I find Lal Khan on my first morning in Jaipur – the watchman at my hotel hails Khan’s auto and we bargain. Sightseeing, I say, knowing no other word to describe ‘random roaming’ – he looks blank for a moment – I wave my hands helplessly and say, Hawa Mahal, Palace, Johri Bazaar… his eyes light up in comprehension – accha, sair-seeing, baitho .
He stops at several places unasked, feeling that I ought to use my camera more – he knows the best spots and insists I take photos from there and only from there. As it happens, so does my guide at the Hawa Mahal – he sees me pointing my camera at the facade at one spot and hustles me to another – “total symmetry here”.
Otherwise Lal Khan is careful, knowledgeable (mostly) – on the way to Amber fort, he points to a temple on top of a hill and says it is crowded during the annual Ganesha festival – “what you call Ganpati Bappa Morya in Bombay, we celebrate here as Ganesh Chaturvedi”. He is one nice old man, warning me every time I get off the rick, “be carefuls, madam”.
I love Jaipur – I realize it is one of my favourite cities in India. I take a walk through the markets one evening – the shopkeepers like it when you banter with them – one of them points to my earrings and says he will sell a similar one to me for just Rs.80 – and I say, I am already wearing this – why do I need one more pair? He laughs aloud and says – “chalo, aap free me le lo!” . And then the street food – everywhere, every kind of snack and chaat.

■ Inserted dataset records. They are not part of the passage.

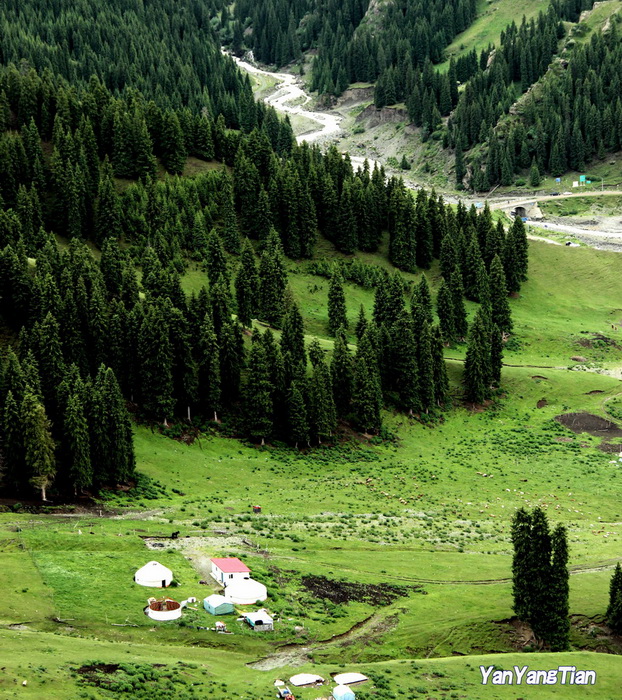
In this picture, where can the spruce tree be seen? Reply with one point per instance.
(215, 259)
(341, 372)
(172, 144)
(423, 298)
(559, 625)
(293, 340)
(156, 366)
(39, 460)
(614, 609)
(534, 174)
(457, 294)
(500, 307)
(337, 316)
(246, 285)
(445, 312)
(366, 396)
(209, 383)
(361, 323)
(76, 445)
(496, 354)
(298, 423)
(439, 368)
(521, 574)
(476, 377)
(404, 365)
(272, 281)
(539, 571)
(12, 444)
(321, 405)
(258, 406)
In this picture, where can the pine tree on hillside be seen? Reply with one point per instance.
(298, 424)
(209, 380)
(215, 259)
(500, 307)
(156, 378)
(439, 368)
(521, 574)
(404, 366)
(293, 340)
(337, 316)
(457, 294)
(445, 312)
(614, 609)
(258, 406)
(361, 323)
(76, 444)
(246, 285)
(423, 298)
(496, 354)
(39, 458)
(11, 443)
(321, 406)
(341, 368)
(559, 624)
(476, 377)
(272, 281)
(366, 396)
(172, 144)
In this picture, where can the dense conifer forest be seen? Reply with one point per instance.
(576, 119)
(86, 333)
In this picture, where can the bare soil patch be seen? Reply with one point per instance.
(93, 672)
(346, 591)
(589, 423)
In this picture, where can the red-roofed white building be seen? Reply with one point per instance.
(228, 570)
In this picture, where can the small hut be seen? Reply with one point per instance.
(342, 692)
(246, 592)
(154, 575)
(217, 605)
(163, 609)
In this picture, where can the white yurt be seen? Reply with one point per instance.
(154, 575)
(246, 592)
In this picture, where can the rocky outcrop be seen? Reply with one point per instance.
(371, 116)
(353, 96)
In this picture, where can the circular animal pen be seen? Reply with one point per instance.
(163, 609)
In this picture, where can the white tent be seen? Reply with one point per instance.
(349, 678)
(246, 592)
(342, 692)
(303, 679)
(153, 575)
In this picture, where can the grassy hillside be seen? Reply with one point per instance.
(426, 514)
(493, 16)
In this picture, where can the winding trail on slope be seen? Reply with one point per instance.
(289, 90)
(290, 97)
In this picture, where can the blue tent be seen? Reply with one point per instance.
(217, 605)
(342, 692)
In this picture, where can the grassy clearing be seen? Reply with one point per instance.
(597, 18)
(430, 510)
(492, 18)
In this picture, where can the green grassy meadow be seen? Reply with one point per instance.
(427, 513)
(493, 16)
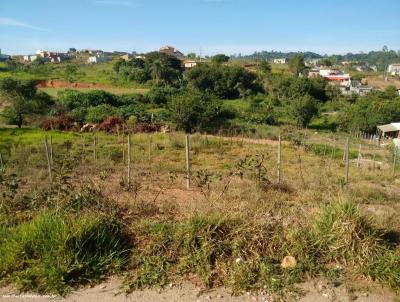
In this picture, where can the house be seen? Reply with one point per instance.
(172, 51)
(4, 57)
(29, 58)
(336, 77)
(126, 57)
(394, 69)
(280, 61)
(189, 64)
(313, 73)
(312, 62)
(97, 59)
(391, 130)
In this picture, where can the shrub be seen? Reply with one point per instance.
(61, 122)
(99, 113)
(110, 124)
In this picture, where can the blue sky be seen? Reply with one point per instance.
(229, 26)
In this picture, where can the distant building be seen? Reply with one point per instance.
(29, 58)
(336, 77)
(189, 64)
(97, 59)
(394, 69)
(312, 62)
(4, 57)
(126, 57)
(313, 73)
(172, 51)
(390, 130)
(280, 61)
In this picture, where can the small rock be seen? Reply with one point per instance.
(289, 262)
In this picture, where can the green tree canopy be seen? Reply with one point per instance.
(296, 64)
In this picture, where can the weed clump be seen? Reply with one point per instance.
(53, 253)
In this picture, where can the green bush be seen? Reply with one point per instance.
(98, 113)
(55, 252)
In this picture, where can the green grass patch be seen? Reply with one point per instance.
(56, 252)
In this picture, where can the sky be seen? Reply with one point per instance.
(206, 26)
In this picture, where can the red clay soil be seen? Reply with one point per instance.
(67, 84)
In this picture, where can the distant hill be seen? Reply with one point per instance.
(270, 55)
(380, 58)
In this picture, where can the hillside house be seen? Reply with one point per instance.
(189, 64)
(126, 57)
(4, 57)
(394, 69)
(336, 77)
(312, 62)
(97, 59)
(391, 130)
(280, 61)
(29, 58)
(172, 51)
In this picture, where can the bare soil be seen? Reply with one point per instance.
(187, 292)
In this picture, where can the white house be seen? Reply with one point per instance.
(394, 69)
(189, 64)
(29, 58)
(97, 59)
(280, 61)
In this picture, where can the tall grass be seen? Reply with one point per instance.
(55, 252)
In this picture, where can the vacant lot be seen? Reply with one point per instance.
(236, 225)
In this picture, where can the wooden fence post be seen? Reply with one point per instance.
(129, 159)
(187, 162)
(46, 146)
(394, 161)
(347, 160)
(51, 150)
(150, 145)
(373, 162)
(94, 149)
(278, 170)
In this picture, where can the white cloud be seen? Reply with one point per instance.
(16, 23)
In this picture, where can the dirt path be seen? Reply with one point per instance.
(187, 292)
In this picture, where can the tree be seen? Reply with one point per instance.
(265, 67)
(296, 64)
(71, 70)
(219, 59)
(302, 110)
(156, 70)
(326, 62)
(224, 81)
(192, 110)
(20, 95)
(391, 92)
(162, 67)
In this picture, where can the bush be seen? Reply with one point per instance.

As in any other Indian city, it is interesting to people-watch and figure out where they are from – at Jantar Mantar, the Bengalis are arguing loudly about lunch, the Telugus are bored with the “same thing” and photograph their bratty children climbing on to the structures. Everywhere else, the Delhi couples saunter confidently, the newly-wed woman with her red chooda, svatters and high heels, taking pictures of her man on her phone camera as he poses at regular and frequent intervals. In front of the Hawa Mahal in the evenings, foreigners travel in hand rickshaws in a procession – the Japanese easily identified by their video camera in one hand and v symbol on the other.
Inside the city palace, my guide tells me the story of the 7 feet, 250 kg maharaja who ate 5 kg of jalebi and drank 5 litres of milk for breakfast everyday. His silk pyjama is on display and stretches across almost an entire wall; the group of teenagers point to it and giggle.
I want to giggle too then. Just because I am happy to be there then.